Sexy and serious costume drama that caters to the female gaze is so hot right now. Poldark . Outlander . These shows are fantastic at what they do, mixing sex, intrigue, real drama with stakes, and a swashbuckling element to win over audiences, clichés or no clichés.
Amazon is attempting to step into this current with its Casanova pilot, released today; whether the show goes to series depends on audience reaction to the first episode. Its premise: the famous Venetian libertine, first name Giacomo (Diego Luna), has escaped imprisonment and fled to Paris. What we have, then, is an Italian seducer running amok in the court of Versailles and the markets of Paris, where the bodices are low and the morals are even lower. He spies, he flirts, he smolders as he flits between operas and courtiers and brothels.
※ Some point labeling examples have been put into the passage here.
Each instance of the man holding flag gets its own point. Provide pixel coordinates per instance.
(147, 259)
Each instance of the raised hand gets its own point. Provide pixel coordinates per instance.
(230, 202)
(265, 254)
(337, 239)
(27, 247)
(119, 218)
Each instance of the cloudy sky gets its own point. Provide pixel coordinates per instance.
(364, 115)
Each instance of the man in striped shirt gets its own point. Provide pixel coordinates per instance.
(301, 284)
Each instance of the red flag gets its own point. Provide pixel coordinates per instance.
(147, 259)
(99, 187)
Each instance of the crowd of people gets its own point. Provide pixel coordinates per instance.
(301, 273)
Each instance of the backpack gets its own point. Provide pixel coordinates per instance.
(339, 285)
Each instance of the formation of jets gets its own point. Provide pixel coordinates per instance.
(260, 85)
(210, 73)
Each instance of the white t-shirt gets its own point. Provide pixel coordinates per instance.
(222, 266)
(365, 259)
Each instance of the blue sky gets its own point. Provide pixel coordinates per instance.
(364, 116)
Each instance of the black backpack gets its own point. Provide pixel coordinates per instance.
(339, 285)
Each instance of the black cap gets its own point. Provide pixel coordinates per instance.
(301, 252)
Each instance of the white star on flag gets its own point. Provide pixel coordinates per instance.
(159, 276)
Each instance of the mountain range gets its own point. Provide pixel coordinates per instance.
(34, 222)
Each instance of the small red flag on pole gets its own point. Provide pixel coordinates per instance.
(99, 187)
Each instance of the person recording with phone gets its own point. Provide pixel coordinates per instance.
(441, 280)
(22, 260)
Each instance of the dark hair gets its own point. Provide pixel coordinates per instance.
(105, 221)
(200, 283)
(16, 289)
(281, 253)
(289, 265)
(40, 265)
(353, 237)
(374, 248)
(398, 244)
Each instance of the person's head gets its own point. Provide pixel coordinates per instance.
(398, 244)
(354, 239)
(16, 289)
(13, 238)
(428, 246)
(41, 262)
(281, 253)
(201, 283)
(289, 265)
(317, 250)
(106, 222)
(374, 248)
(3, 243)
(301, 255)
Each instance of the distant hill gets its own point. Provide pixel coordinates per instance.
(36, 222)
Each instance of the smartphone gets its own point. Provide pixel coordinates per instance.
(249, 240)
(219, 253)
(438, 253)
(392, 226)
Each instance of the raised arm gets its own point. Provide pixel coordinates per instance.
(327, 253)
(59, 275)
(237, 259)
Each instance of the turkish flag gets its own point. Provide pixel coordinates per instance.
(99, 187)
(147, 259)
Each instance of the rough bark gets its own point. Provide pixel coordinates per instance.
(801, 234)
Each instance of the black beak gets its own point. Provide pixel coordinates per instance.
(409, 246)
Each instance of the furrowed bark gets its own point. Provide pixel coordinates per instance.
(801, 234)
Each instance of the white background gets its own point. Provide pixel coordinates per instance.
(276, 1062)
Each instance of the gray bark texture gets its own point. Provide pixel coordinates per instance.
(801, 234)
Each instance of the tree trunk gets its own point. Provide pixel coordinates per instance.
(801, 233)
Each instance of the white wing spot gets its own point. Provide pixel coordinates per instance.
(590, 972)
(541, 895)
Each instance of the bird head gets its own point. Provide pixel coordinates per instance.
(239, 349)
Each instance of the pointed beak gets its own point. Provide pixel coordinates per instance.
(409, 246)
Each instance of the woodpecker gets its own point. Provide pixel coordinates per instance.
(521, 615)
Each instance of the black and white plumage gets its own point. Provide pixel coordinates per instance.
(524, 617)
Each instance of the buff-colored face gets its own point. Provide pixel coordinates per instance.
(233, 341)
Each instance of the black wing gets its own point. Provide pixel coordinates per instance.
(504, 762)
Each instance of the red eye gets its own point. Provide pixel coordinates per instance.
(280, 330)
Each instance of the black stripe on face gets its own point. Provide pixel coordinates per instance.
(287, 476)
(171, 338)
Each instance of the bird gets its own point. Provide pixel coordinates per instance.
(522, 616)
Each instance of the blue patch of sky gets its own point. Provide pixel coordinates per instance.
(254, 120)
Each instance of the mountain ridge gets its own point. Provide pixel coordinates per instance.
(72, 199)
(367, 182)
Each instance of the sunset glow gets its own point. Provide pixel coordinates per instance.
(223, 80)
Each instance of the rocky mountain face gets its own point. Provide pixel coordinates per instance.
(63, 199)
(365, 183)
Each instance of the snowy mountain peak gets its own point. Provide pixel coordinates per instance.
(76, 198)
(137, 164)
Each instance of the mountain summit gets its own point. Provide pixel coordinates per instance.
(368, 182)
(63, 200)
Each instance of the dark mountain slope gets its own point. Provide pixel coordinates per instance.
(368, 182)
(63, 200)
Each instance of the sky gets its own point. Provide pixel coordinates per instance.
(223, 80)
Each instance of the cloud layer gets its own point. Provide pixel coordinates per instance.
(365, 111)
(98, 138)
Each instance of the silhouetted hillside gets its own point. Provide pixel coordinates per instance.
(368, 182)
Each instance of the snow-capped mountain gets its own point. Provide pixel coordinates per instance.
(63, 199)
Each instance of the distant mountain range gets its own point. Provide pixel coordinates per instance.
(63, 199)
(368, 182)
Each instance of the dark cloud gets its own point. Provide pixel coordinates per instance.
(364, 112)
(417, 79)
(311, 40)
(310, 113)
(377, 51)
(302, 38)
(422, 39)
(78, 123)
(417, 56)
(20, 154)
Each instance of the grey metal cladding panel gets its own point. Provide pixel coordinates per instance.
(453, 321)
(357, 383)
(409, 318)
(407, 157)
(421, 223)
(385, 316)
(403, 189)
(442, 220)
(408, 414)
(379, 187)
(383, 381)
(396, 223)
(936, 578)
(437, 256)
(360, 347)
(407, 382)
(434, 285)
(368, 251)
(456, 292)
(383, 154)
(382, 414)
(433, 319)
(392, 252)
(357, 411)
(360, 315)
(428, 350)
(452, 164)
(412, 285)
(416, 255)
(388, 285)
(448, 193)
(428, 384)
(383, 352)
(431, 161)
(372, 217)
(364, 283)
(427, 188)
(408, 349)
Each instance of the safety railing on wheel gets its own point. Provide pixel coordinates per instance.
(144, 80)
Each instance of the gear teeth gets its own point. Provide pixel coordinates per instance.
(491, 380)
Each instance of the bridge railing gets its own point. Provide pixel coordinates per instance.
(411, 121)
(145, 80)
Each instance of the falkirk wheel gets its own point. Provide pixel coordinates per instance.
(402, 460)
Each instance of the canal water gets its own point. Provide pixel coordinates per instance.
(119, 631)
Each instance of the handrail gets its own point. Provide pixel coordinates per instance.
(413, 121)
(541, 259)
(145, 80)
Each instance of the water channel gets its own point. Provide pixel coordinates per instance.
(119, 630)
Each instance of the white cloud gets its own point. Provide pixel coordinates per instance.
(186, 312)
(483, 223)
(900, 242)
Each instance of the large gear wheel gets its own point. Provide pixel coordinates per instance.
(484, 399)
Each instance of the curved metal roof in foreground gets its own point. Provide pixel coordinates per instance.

The pilot is visually stunning, particularly in its early scenes of Venice, but also in its shots of Versailles gardens and Parisian streets. Furthermore, there is potential in Casanova‘s elements, combined under the skilled direction of Amelie‘s Jean-Pierre Jeunet. We meet conniving ministers, scheming Freemason Cabalists, and a poor virginal whore who gets accidentally traded away to a deviant, cruel nobleman. Best of all is Casanova’s antagonist, Madame de Pompadour, the king’s mistress, a real historical figure who is today remembered for the stunning portraits she commissioned. Whose side is Casanova on? Who is on Casanova’s side? Enough questions linger to tempt viewers into asking Amazon for more.
Unfortunately, the pilot also puts the bore in its bordellos, full of tempting flesh and powdered wigs though they may be. The whole point of a kind of show like this is its energy. Both Outlander (whose second season may also head to Versailles) and Poldark race and ride around with a great deal of verve. Casanova, well, meanders. And although all these shows are guilty of using modern slang (I blame Downton Abbey for starting this trend), phrases like “I’m a joke” and “You don’t know me,” bandied about with regularity, feel too much like sitcom lines for my tastes.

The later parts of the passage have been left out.